For the given common eigenvectors, one possible diagonalisation is

\(\mathbf P=\begin{pmatrix}1&1&1\\1&2&-1\\-2&-3&1\end{pmatrix},\qquad \mathbf D=\begin{pmatrix}81&0&0\\0&256&0\\0&0&1296\end{pmatrix},\)

so \((\mathbf A+\mathbf B)^4=\mathbf P\mathbf D\mathbf P^{-1}\).

Suppose

\(\mathbf A\mathbf e=\lambda\mathbf e,\qquad \mathbf B\mathbf e=\mu\mathbf e.\)

Then

\((\mathbf A+\mathbf B)\mathbf e=\mathbf A\mathbf e+\mathbf B\mathbf e=\lambda\mathbf e+\mu\mathbf e=(\lambda+\mu)\mathbf e.\)

Thus \(\mathbf e\) is an eigenvector of \(\mathbf A+\mathbf B\) with eigenvalue \(\lambda+\mu\).

For each given common eigenvector, add the corresponding eigenvalues of \(\mathbf A\) and \(\mathbf B\).
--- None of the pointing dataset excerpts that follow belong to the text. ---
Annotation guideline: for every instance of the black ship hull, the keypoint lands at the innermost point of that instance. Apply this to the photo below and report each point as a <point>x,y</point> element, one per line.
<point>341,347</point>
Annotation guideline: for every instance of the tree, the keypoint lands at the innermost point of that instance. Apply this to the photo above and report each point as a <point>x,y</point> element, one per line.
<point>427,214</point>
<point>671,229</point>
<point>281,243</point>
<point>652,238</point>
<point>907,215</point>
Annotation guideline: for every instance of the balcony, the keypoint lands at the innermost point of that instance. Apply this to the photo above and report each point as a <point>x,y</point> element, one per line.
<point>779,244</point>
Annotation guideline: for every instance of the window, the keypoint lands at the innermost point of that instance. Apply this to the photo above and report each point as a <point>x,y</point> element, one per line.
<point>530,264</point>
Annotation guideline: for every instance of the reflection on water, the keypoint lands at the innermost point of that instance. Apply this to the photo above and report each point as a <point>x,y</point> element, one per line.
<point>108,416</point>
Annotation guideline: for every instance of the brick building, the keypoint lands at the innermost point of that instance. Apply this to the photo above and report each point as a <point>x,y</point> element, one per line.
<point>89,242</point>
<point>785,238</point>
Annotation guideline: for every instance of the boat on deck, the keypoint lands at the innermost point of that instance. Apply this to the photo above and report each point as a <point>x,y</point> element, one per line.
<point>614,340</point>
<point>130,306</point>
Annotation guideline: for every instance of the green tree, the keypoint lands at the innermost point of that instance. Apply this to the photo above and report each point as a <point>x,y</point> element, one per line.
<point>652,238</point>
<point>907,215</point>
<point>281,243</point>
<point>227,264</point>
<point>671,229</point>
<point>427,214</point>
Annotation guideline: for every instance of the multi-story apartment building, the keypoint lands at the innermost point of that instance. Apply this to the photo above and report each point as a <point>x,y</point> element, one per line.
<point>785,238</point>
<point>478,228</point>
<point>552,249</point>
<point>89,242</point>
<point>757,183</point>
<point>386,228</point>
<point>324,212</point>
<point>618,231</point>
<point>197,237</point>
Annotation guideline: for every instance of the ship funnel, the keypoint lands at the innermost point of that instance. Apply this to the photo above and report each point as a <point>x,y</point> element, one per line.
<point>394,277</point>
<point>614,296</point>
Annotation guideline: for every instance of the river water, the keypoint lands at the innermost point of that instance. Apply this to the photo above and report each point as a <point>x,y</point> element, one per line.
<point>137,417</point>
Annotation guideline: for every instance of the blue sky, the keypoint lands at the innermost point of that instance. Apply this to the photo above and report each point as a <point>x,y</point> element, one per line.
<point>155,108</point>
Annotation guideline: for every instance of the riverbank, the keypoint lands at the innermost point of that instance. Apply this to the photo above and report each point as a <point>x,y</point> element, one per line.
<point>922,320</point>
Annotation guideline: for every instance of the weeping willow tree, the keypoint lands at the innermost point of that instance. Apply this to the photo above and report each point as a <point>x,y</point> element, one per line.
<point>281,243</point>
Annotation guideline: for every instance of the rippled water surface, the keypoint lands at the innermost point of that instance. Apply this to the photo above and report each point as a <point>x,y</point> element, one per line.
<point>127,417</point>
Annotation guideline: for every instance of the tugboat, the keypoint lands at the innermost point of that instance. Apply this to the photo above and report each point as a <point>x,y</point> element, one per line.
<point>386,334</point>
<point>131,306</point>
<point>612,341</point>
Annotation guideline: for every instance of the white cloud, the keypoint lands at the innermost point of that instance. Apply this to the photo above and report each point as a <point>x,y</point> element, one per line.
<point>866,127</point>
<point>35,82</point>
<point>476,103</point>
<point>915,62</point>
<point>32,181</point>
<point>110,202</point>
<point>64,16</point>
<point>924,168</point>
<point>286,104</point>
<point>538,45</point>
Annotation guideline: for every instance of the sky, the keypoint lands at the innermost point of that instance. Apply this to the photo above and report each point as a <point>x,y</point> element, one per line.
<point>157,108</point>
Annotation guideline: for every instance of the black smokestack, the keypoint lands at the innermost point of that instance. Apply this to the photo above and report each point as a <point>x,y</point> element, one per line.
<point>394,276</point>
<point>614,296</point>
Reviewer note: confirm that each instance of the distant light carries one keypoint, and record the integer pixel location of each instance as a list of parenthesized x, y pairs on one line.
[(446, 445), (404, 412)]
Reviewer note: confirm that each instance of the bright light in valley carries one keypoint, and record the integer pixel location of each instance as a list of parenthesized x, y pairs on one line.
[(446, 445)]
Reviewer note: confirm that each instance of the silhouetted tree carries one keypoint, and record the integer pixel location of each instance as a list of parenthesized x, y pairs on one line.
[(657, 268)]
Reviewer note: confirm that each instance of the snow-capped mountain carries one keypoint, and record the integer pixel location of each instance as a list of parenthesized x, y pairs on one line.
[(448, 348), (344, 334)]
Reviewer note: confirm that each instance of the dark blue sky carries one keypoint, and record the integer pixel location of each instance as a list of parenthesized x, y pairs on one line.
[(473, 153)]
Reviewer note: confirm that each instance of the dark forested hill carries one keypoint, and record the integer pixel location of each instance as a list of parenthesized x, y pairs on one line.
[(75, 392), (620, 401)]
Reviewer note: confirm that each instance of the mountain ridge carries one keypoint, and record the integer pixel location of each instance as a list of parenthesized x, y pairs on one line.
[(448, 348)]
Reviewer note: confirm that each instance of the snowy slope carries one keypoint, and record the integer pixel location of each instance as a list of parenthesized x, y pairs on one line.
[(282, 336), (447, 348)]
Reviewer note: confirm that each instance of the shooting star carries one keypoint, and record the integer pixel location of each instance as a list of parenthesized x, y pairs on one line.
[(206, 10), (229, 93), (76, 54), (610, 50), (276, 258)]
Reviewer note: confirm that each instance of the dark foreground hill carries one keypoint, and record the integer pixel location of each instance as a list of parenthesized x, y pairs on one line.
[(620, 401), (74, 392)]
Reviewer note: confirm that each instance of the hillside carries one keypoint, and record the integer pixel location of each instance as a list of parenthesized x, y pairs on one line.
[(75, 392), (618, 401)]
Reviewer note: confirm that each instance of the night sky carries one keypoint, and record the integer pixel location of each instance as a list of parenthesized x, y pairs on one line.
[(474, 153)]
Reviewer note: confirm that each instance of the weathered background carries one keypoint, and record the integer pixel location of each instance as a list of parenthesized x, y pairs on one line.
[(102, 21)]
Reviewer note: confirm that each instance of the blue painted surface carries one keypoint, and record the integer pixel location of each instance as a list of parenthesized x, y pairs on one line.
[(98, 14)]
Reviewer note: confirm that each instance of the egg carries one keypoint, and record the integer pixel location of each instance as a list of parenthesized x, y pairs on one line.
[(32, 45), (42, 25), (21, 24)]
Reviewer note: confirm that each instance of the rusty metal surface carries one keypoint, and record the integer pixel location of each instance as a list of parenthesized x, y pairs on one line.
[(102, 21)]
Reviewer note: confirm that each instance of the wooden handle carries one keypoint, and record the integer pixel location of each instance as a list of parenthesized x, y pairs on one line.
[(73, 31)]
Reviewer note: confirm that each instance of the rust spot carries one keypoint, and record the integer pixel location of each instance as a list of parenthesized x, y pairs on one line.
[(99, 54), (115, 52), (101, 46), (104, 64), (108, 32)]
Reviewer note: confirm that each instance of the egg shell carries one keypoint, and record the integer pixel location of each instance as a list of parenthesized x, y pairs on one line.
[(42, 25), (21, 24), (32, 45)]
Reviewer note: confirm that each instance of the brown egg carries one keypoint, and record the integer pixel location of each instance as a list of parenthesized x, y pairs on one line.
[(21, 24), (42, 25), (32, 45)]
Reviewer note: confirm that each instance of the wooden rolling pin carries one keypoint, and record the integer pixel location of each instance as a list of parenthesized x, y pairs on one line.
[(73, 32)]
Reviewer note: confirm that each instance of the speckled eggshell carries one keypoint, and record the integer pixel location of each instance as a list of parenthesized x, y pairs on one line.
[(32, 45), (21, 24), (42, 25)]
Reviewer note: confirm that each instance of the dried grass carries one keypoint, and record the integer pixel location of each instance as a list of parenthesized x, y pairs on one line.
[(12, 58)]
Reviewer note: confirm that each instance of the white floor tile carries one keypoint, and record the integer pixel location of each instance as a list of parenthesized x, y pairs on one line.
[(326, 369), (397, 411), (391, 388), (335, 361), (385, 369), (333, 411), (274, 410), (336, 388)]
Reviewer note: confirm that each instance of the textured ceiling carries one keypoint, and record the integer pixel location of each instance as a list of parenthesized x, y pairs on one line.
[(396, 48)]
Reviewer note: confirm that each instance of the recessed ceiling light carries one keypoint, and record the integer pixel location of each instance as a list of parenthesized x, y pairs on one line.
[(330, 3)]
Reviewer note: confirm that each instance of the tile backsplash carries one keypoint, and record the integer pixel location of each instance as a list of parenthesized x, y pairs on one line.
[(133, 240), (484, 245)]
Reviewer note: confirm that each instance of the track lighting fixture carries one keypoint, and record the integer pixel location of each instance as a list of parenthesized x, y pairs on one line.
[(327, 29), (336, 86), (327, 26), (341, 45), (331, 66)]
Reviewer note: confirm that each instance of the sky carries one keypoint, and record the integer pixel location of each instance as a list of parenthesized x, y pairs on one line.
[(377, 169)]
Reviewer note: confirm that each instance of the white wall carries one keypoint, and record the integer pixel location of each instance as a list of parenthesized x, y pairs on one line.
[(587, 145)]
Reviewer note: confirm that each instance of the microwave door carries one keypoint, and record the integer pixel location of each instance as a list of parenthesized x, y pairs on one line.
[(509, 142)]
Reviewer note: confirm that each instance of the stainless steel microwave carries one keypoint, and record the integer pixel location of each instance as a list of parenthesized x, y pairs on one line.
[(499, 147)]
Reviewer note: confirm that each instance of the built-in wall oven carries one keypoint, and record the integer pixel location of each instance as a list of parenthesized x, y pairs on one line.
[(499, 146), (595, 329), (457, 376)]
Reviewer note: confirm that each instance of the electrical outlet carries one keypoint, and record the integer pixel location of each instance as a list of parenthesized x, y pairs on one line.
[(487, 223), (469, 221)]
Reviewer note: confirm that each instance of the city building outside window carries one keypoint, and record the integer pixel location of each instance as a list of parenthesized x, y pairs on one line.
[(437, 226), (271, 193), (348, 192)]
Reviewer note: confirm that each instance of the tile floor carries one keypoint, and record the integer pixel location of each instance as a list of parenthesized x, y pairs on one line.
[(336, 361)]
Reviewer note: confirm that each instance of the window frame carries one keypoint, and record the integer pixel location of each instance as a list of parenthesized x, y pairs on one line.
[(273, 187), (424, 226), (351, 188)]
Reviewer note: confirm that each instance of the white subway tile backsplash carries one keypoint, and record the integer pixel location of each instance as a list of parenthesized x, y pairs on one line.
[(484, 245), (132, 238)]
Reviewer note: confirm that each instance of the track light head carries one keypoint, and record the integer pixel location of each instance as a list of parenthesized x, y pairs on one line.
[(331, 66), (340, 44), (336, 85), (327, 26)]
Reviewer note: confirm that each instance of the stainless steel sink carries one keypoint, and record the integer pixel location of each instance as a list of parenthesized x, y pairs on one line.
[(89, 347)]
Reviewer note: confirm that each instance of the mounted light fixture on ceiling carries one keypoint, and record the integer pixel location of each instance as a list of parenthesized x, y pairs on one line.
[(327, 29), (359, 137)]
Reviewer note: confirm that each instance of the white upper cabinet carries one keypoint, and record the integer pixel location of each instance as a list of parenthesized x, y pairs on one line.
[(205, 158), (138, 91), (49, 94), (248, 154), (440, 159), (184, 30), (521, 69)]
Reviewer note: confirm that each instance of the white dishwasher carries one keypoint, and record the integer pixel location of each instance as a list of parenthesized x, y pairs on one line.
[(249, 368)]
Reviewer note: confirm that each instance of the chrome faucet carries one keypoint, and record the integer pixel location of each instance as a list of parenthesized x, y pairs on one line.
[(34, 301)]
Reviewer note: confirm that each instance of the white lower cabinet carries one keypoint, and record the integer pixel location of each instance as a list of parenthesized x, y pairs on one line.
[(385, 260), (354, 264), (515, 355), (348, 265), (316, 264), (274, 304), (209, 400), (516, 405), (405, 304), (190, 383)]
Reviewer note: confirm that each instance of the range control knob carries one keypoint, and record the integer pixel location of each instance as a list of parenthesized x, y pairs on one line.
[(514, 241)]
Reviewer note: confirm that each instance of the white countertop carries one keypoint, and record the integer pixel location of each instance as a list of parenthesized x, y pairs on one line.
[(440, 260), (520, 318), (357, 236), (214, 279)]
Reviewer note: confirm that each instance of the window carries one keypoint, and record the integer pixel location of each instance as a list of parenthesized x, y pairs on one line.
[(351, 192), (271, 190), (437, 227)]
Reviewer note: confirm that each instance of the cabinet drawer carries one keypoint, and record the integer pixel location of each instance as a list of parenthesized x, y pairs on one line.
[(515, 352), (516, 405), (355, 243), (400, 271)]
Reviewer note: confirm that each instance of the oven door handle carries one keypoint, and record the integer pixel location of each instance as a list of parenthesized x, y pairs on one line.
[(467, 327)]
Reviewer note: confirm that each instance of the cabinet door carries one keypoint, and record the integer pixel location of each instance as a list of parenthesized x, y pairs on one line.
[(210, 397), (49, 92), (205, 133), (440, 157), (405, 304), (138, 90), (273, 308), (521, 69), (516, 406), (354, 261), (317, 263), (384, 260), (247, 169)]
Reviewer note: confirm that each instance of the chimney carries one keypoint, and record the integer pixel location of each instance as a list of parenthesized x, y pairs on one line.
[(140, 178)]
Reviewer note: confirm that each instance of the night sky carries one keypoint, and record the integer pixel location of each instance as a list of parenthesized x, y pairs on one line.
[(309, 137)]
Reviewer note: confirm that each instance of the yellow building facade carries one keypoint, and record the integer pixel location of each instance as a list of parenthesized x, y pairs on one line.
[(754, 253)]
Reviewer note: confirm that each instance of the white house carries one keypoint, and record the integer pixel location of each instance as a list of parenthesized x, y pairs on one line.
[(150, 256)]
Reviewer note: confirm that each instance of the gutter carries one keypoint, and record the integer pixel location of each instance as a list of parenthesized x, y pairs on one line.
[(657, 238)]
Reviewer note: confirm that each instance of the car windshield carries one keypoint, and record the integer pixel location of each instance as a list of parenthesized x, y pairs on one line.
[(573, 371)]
The resulting eigenvalues of \(\mathbf A+\mathbf B\) are \(3,4,6\).

Therefore the eigenvalues of \((\mathbf A+\mathbf B)^4\) are

\(3^4=81,\qquad 4^4=256,\qquad 6^4=1296.\)

Taking the common eigenvectors as columns, one possible choice is

\(\mathbf P=\begin{pmatrix}1&1&1\\1&2&-1\\-2&-3&1\end{pmatrix}.\)

Then

\((\mathbf A+\mathbf B)^4=\mathbf P\begin{pmatrix}81&0&0\\0&256&0\\0&0&1296\end{pmatrix}\mathbf P^{-1}.\)

The order of the columns of \(\mathbf P\) may be changed, provided the diagonal entries are changed in the same order.